The impending budget announcement is the “big unknown” according to the Australian National University Centre for Applied Macroeconomic Analysis (CAMA) RBA shadow board.
“[The budget] will likely include a housing package, yet big reforms such as changes to negative gearing and capital gains tax concessions are off the table,” the CAMA RBA shadow board said.
“The government’s announcement to fast-track last year’s $50 billion infrastructure plan will generate a sizeable fiscal stimulus.”
AMP Capital chief economist Shane Oliver said that while Australian inflation had reached the RBA’s target level, other metrics did not yet support a rate hike.

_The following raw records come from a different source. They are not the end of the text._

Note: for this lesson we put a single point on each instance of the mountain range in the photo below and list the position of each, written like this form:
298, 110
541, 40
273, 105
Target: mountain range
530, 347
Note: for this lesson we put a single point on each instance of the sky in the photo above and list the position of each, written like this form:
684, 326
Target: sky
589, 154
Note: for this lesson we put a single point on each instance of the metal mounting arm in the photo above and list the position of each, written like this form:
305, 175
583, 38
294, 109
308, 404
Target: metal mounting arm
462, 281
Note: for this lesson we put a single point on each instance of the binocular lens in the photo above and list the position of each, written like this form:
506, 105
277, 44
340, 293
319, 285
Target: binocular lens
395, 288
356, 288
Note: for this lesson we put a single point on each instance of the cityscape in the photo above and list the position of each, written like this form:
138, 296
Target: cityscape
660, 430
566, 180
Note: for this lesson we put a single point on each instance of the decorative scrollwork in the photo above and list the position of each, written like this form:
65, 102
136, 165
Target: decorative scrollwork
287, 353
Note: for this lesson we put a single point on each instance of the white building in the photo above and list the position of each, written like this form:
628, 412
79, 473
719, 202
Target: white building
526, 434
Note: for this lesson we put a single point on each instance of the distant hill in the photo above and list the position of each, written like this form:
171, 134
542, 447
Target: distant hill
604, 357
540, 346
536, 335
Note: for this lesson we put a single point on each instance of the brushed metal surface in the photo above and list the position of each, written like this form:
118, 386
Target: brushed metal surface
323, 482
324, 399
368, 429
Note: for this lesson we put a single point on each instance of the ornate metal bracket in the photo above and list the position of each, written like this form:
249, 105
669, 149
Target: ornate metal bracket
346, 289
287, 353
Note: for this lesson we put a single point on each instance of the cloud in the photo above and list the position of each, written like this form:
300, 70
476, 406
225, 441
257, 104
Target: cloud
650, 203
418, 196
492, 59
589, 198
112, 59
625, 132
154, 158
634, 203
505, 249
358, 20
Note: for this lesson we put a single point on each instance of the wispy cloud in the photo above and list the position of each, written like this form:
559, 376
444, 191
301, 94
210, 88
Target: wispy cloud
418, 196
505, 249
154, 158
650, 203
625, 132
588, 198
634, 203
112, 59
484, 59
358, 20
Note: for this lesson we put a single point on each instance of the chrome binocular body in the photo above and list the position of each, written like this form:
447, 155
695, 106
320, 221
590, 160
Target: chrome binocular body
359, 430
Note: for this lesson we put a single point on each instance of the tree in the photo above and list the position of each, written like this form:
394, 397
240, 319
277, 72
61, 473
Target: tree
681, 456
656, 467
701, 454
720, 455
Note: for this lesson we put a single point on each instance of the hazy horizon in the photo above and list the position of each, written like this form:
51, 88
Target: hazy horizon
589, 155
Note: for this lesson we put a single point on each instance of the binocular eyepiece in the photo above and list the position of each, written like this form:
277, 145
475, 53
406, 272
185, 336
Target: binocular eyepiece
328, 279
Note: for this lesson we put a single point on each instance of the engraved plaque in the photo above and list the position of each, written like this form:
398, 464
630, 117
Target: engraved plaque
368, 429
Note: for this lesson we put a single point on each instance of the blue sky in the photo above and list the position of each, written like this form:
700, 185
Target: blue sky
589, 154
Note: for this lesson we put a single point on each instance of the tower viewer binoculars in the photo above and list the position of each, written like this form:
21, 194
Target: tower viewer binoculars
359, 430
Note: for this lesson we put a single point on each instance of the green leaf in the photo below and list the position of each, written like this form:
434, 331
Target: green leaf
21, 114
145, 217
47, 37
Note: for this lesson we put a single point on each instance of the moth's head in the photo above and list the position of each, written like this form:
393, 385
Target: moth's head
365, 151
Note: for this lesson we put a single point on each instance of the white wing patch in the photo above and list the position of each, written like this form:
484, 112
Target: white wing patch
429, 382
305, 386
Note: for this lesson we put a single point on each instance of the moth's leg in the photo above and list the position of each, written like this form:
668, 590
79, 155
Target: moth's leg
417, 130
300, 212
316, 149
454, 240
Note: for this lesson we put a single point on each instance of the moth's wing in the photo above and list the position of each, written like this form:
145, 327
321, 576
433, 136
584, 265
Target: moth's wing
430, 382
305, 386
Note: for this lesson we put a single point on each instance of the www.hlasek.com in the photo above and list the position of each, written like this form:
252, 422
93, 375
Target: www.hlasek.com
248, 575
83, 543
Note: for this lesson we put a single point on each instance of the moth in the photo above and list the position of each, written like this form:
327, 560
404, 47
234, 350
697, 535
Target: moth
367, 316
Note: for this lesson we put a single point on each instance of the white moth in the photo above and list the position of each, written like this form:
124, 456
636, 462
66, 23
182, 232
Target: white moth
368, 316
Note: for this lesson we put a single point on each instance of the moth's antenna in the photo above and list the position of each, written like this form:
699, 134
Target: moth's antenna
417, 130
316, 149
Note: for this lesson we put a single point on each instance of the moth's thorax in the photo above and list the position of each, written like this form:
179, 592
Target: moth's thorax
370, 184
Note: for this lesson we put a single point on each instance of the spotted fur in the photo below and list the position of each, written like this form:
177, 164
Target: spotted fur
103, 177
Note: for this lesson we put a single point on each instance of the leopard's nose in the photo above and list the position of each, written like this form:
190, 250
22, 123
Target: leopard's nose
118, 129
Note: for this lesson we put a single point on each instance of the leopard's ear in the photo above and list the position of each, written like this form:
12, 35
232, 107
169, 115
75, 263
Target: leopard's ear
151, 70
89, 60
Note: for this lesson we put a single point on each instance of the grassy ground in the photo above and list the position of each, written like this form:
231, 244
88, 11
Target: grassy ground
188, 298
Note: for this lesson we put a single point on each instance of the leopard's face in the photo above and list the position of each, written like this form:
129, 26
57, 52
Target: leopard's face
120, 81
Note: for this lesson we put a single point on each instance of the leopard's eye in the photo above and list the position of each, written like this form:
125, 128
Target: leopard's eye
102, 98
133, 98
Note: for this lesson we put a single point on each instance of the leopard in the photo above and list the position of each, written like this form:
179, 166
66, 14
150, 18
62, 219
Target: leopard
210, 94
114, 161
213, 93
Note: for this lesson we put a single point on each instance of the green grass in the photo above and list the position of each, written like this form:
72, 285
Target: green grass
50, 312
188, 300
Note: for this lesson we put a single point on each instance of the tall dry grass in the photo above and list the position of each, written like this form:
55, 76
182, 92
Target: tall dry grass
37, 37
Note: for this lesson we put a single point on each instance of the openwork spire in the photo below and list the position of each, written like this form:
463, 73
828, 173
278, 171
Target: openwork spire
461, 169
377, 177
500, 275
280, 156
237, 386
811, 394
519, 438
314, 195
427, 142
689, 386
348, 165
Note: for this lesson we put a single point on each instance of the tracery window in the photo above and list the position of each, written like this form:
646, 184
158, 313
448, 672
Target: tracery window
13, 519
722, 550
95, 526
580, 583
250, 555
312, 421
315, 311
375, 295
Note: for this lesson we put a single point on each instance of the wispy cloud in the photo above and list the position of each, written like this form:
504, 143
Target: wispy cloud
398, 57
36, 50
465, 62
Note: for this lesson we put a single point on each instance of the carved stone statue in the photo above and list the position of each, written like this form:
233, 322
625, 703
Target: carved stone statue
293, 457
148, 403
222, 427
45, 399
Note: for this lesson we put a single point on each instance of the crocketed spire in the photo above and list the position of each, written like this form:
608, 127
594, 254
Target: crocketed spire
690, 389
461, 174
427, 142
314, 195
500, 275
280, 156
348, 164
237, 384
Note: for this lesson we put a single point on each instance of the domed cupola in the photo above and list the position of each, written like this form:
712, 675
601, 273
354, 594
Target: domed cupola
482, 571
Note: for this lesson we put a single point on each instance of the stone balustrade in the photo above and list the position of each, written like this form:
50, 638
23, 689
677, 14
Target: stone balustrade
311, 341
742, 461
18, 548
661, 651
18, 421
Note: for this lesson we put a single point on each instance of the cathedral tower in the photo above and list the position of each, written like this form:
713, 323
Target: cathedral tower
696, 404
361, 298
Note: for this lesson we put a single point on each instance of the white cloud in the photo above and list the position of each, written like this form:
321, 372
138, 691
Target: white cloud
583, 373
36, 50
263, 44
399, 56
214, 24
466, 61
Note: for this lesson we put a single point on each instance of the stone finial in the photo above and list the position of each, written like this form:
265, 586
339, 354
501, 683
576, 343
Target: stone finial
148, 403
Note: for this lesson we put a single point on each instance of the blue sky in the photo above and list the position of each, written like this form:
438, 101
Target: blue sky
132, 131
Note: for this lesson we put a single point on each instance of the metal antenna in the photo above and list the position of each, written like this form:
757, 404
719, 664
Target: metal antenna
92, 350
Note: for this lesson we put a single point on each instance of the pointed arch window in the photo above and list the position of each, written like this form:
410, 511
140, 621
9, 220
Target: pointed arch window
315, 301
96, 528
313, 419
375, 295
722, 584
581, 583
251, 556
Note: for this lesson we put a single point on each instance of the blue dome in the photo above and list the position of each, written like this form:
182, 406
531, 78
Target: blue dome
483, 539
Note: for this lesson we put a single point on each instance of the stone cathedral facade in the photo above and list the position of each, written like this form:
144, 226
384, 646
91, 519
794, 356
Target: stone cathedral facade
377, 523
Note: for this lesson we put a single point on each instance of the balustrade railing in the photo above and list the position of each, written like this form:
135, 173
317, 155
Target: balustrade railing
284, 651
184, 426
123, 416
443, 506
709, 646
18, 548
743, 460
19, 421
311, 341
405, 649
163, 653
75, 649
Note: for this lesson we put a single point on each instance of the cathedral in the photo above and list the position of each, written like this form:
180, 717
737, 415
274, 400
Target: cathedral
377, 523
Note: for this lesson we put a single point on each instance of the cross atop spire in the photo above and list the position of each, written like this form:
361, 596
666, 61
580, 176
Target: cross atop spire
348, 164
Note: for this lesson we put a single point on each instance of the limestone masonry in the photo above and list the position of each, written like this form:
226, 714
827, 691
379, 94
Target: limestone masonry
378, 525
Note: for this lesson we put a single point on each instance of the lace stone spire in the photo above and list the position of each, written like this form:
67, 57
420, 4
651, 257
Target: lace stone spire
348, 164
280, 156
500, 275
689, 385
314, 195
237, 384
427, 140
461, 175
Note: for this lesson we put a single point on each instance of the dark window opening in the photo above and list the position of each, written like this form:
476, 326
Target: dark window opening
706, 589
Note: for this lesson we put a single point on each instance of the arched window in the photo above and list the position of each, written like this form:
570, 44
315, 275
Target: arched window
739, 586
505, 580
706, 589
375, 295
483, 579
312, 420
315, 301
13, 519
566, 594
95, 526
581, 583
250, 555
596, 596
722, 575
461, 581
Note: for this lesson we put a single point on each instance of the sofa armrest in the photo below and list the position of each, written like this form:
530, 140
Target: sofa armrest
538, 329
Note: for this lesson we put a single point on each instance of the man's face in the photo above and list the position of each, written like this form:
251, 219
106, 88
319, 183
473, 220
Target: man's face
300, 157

“The rise in headline inflation to back within the RBA’s 2-3 per cent target zone has reduced the pressure to cut rates again at a time when the RBA would rather not cut anyway given worries about the Sydney and Melbourne property markets,” he said.
“But continuing low underlying inflation pressure at a time of very high underemployment, record low wages growth and a still too high Australian dollar means that its way too early to be thinking about raising rates. Our base case remains that the RBA will be on hold out to the second half of 2018 when rates will start to rise.”
Additionally, as noted by the CAMA RBA shadow board, policy makers and economists remain “on edge” over a number of geopolitical trends.
“International news is dominated by electoral uncertainty and geostrategic posturing. In particular, the sabre-rattling by the leaders of North Korea and US are cause for concern. An intensification of this conflict will likely unsettle global financial markets, with implications for the Australian market also,” the CAMA RBA shadow board said.
The RBA’s decision was in line with the ASX 30 Day Interbank Cash Rate Futures’ expectations, which had priced in a 98 per cent chance of no change on 1 May.